I do think that you are right about the terms in question though. Many socialists/communists/facists have used the term and are at this moment trying to use ‘subversive’ means to bring down governments and political systems. But the violence that results from these tactics is far from subversive in the end. To ‘subvert’ means ‘To turn from beneath’. That’s the Merriam-Webster Online Dictionary’s definition. Actually that’s the etymological root of the word—it’s origin in linguistical history. It seems that ‘corrupt’ is actually more of a secondary definition. But I don’t want to get into that too heavy—I don’t want to quarrel about words. You believe what you believe and I don’t think you are going to change based on this dialogue here.

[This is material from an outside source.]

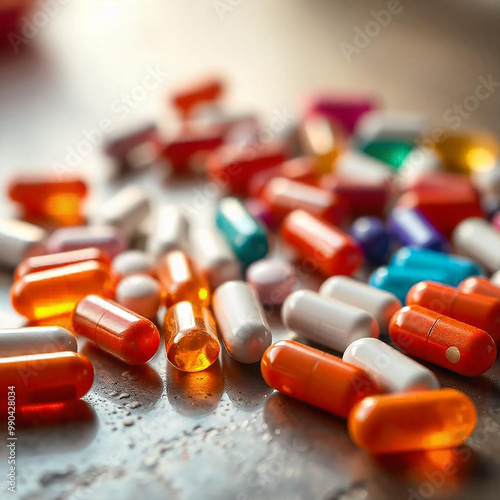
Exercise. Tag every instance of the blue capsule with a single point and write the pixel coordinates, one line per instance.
(457, 268)
(245, 235)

I don't know if you have ever noticed, but most people do not change their minds or their beliefs based on a full frontal assault. This is why Jesus was so brilliant in the delivery of his message (among other reasons, not the least of which being that he was God). See, the reason why Pilate and Herod didn't take him for a subversive was that it wasn't plain to see. If he would have rode into town as conquering savior in the line of David, like what most people of the day were waiting for, he would have at once been opposed by the state as a supplanter. On the contrary, he used parables and stories and friendship to get out his very subversive (subversive to the established state and culture and ultimately all other authority structures besides himself) point that the rulership of the day was changing hands, that the government would now be upon his shoulders as prophesied. But, once again he couldn't just come out and say that without inciting a direct confrontation, so he told parables, which were like little ticking time bombs according to Eugene Peterson (the writer of The Message Bible paraphrase). Here is a quote from an interview that a Christian periodical called Mars Hill Review did with Eugene:

MHR: You've written a lot about being subversive in the pastorate and spiritual leadership. And you are a poet. Are poetry and the arts subversive?

EP: Yes--poetry and the arts are subversive. They come at things indirectly. They aren't usually frontal. They sneak in on you, and they're quiet.

Spiritually speaking, the self is constantly construing itself against God. That's the nature of our sin--we want to be our own gods. So we have all these layers of defensiveness that often take the form of pieties. Religion is the major defense we have against God. So how do you take people who are heavily defended against God by religion and get through the defenses? You do it by subversion. You get around the defenses. That's what a parable or a proverb does. Jesus did very little that was direct. People were always scratching their heads and saying, "What does he mean?"

On another, lesser level, culture develops ideologies to protect people from reality. So, how do you get past the ideology? Suppose someone says, "All black people are inferior," and you have been living that ideology all your life. How do you get behind that? You usually don't do it with argument or by being rational.

To be continued....


Anonymous C. Wess Daniels said...

The idea that poetry and art is subversive because it comes at us indirectly is a great comment and worth digging into deeper. McLaren talks about these things and the prophets and how they so easily fit together - if the church is going to be prophetic to the world - there will be a level of poetic and artistic witness that will call forth and point toward God's loving kingdom.

8:47 AM  
Blogger Nate R. said...

Wess, it's so true of the prophetic...I have been a part of the 'Charismatic' movement for about 10 years now, and I have always thought that I knew what was 'prophetic' until I recently read Walter Brueggemann's 'Prophetic Imagination'. I see it so differently now. I am a subscriber to the vision of artwork as a way of being for the church moving into the future. It really is about both pointing toward and somehow image-ing the kingdom of God. I feel that prophetically charged artwork is going to come to the forefront in the coming years...but it may not be or look exactly like we think/want it to. I actually wrote a novel a year or so ago that tried to dip into this...but of course it was a first try so it's kind of painful to go back and read if you know what I mean.